The Treasury Department’s Troubled Asset Relief Program was funded by $700 billion in public money. But that number was dwarfed by the Federal Reserve’s secret (now public) lending program during the financial crisis.

Through the Freedom of Information Act and litigation, Bloomberg obtained data that show the Fed lent $1.2 trillion in public money to financial institutions from August 2007 to April 2010. The Fed held a veil over the program because disclosing the numbers would “stigmatize” banks and impact stock prices.

And the numbers are nothing to scoff at. Morgan Stanley borrowed the most with a peak loan of $107.3 billion. That peak was reached on September 29, 2008… that very same day the firm issued a press release indicating that it had “strong capital and liquidity positions”. But what’s striking here is that the total borrowed amounts to almost three times the bank’s total profits over the past decade, according to Bloomberg.

Citigroup borrowed $99.5 billion. At one point the firm was simultaneously taking loans from six Fed programs. Those programs sustained the firm for a long time: from August 2007 to April 2010 the firm had an average daily balance of $20 billion. And the totaled borrowed equaled more than double the Department of Educations total budget for 2011.

Bank of America borrowed $91.4 billion. Goldman Sachs borrowed $69 billion. And it wasn’t only American banks. Nearly half of the top 30 borrowers were European.

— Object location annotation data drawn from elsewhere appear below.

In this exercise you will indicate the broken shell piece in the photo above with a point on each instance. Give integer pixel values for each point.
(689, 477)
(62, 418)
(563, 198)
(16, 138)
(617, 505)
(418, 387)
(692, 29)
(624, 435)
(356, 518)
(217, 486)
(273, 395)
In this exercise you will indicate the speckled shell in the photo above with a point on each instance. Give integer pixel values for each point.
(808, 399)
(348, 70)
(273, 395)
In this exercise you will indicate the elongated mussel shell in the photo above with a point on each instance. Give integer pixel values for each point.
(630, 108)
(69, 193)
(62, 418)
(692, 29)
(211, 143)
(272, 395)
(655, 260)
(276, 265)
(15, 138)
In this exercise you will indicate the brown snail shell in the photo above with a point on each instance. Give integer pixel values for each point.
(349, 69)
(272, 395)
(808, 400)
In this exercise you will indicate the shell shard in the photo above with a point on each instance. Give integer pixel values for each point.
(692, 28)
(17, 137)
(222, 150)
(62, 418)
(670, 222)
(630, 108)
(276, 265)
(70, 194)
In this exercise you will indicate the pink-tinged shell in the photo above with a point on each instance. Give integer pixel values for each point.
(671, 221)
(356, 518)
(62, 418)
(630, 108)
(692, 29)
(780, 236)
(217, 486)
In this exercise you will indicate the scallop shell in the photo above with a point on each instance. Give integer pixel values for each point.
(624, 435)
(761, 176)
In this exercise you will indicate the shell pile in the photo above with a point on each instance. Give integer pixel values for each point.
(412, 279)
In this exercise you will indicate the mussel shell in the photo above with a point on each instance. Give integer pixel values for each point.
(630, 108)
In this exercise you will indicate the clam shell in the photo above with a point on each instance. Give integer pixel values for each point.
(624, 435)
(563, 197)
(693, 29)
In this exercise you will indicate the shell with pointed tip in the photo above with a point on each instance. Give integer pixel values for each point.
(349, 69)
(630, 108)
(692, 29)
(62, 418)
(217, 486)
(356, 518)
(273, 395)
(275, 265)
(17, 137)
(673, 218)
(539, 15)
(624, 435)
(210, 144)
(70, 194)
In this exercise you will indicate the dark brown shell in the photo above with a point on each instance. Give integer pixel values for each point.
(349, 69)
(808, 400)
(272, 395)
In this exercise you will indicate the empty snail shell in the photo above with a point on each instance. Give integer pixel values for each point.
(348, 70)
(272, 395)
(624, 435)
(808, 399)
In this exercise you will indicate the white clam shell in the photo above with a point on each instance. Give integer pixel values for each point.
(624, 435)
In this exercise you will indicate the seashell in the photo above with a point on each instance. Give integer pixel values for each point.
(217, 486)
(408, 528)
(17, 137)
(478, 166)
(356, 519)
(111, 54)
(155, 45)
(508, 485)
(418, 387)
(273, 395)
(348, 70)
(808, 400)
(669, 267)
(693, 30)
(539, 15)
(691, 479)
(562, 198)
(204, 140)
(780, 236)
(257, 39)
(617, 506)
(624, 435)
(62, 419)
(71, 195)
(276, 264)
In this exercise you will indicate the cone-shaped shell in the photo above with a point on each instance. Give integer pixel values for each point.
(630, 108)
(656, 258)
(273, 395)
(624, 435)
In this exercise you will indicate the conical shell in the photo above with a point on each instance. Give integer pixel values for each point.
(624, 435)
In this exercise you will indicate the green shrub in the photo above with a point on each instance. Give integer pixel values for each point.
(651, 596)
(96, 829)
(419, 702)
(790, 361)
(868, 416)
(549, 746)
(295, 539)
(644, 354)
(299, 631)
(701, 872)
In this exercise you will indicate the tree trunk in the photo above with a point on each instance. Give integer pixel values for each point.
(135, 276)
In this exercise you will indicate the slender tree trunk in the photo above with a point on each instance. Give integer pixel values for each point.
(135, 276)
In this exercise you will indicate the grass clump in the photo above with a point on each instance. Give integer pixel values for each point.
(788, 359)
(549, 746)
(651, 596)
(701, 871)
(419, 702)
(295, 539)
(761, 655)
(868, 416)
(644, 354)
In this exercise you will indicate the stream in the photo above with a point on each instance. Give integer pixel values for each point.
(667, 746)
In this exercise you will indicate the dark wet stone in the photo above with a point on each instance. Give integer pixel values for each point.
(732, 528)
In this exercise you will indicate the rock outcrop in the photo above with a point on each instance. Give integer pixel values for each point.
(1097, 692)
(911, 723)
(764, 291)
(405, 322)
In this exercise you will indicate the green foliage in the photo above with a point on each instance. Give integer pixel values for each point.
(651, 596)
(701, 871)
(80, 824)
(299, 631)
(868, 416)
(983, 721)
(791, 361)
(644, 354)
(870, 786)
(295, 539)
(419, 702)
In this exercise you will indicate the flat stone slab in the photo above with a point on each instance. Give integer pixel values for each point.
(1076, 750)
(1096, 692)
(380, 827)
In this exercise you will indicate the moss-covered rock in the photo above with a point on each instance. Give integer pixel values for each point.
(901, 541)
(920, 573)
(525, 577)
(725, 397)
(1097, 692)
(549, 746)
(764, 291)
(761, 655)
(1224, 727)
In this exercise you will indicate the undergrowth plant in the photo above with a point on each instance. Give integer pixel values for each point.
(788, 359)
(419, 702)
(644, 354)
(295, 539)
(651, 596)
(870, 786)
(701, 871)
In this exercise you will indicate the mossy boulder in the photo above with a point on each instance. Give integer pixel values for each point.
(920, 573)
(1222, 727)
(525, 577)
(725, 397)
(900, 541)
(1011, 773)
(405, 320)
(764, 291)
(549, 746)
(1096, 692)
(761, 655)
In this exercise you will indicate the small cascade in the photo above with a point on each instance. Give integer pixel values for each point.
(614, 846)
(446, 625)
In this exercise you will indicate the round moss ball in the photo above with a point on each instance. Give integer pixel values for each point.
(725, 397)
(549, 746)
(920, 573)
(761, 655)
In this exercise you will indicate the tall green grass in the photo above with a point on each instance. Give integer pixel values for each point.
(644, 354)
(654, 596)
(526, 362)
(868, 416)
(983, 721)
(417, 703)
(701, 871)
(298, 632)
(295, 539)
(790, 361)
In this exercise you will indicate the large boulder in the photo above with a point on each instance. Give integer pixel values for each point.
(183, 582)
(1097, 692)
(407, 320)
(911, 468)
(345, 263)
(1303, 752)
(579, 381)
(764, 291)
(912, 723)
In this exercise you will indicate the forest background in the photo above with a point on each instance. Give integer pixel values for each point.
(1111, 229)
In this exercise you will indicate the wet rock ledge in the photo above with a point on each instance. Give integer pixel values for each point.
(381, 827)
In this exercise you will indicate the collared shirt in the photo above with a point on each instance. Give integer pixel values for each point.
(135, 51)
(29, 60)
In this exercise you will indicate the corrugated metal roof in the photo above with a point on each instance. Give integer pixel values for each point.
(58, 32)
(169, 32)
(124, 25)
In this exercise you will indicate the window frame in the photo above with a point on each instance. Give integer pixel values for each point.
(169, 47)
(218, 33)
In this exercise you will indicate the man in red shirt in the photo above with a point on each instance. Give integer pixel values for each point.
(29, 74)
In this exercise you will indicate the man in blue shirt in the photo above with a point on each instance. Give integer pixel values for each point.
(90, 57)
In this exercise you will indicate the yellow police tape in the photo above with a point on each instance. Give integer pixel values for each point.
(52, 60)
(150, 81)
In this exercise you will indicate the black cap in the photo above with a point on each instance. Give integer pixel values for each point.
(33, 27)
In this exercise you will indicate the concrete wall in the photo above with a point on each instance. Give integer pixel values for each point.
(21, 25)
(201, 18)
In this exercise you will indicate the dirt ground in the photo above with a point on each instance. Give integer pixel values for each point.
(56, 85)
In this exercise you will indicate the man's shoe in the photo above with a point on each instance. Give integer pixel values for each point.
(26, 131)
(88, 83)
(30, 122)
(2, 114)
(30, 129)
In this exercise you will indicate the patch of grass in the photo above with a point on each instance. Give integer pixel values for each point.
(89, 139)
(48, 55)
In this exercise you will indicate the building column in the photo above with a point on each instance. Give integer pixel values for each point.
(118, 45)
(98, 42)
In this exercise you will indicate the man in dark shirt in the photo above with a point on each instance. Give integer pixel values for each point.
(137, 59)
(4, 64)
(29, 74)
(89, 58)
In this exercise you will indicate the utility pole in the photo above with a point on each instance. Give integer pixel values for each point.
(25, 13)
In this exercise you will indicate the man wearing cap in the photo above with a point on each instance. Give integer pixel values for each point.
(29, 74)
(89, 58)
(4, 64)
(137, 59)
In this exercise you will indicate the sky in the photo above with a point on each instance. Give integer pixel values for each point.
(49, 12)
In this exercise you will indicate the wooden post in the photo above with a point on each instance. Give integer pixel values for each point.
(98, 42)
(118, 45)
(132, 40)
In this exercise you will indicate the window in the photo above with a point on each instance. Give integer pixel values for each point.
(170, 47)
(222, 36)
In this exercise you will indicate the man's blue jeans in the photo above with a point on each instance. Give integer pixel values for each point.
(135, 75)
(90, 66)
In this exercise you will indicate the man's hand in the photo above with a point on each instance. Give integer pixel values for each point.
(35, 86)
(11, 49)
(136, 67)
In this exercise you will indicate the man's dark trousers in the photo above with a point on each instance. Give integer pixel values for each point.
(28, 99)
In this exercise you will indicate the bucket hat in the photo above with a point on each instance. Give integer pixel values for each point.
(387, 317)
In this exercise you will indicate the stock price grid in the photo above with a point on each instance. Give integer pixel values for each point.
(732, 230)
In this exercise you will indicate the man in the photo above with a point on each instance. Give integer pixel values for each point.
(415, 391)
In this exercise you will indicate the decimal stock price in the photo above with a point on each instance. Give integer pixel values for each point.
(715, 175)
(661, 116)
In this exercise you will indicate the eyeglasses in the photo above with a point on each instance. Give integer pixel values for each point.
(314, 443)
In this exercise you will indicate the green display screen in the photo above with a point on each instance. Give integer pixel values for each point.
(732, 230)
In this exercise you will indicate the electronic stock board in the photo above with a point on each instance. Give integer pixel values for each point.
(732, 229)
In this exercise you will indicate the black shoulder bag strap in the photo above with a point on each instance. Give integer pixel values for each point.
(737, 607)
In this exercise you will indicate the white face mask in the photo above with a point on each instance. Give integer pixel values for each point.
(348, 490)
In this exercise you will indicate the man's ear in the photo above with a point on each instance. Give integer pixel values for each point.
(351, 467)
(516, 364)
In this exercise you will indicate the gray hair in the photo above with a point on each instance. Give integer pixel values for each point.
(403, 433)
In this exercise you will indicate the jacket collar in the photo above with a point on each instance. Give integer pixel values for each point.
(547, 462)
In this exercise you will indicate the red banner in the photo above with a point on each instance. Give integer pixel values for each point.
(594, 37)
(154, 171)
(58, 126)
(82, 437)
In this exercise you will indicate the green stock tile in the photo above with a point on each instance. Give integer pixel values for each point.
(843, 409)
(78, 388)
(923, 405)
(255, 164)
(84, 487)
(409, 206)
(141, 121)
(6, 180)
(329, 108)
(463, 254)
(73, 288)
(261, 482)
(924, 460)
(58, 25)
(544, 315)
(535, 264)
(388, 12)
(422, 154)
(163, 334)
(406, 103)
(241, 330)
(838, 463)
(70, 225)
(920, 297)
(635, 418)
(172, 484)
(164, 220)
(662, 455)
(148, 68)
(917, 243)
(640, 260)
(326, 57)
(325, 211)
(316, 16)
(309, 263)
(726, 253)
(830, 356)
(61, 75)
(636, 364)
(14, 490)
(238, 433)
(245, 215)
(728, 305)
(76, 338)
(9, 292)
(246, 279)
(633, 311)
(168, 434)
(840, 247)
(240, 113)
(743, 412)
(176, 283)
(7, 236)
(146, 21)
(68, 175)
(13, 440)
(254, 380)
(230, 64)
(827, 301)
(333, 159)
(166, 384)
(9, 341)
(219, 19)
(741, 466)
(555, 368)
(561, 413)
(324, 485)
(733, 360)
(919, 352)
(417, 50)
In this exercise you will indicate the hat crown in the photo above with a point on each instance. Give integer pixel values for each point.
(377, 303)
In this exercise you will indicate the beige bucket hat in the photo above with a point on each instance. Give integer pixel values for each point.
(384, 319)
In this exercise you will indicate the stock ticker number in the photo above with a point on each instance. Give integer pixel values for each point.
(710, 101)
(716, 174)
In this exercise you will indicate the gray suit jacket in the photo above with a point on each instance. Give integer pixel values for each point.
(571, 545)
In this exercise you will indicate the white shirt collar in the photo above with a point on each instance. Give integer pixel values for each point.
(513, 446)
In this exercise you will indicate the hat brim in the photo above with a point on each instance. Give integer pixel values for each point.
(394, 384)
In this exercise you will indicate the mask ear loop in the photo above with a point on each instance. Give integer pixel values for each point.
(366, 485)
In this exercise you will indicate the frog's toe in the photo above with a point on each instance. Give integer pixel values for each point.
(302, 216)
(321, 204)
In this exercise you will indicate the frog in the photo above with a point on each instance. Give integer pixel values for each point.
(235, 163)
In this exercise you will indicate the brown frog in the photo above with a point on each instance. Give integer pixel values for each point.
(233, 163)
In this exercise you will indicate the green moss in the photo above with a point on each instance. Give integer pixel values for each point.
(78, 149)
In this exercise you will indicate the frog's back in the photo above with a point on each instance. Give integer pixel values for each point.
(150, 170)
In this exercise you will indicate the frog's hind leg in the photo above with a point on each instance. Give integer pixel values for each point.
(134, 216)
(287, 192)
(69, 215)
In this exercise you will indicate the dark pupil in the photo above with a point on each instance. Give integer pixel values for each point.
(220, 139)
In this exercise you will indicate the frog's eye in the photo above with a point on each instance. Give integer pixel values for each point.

But to really put the lending in perspective, that $1.2 trillion is about equal to the total owed on 6.5 delinquent and foreclosed mortgages in the U.S, according to Bloomberg. And when the borrowing peaked in 2008, it was almost three times the federal budget deficit for that year. And to give you a visual, that $1.2 trillion, if denominated in $1 bills, would fill 539 Olympic-sized swimming pools.

Perspectives and visuals aside, the problem is the risk that was taken with public money. The Fed reduced its standards for collateral on the loans. Normally collateral would consist of the highest credit quality bonds, such as Treasuries. But during the financial crisis those standards were reduced to junk bonds…even shares of stock. The bottom line is the Fed was willing to lend against just about anything.

As bad as all of this sounds, it turned out in the end. The Fed didn’t experience any losses, and made $13 billion in interest payments. But that doesn’t erase the fact that risks were taken behind closed doors with taxpayers money. To put it simply, “Resolving the financial crisis is one of those events in which justice and success do not occur together”, according to New York Times columnist Floyd Norris.

The bottom line: U.S. bank stocks didn’t need the veil lifted on the Fed’s lending to hit their stock prices…the market already took care of that. Financials have been lagging other sectors for the past year, down -18.8% year-to-date. And looking at a proxy, Financials Select Sector SPDR, the space has been a long-term sell since late June.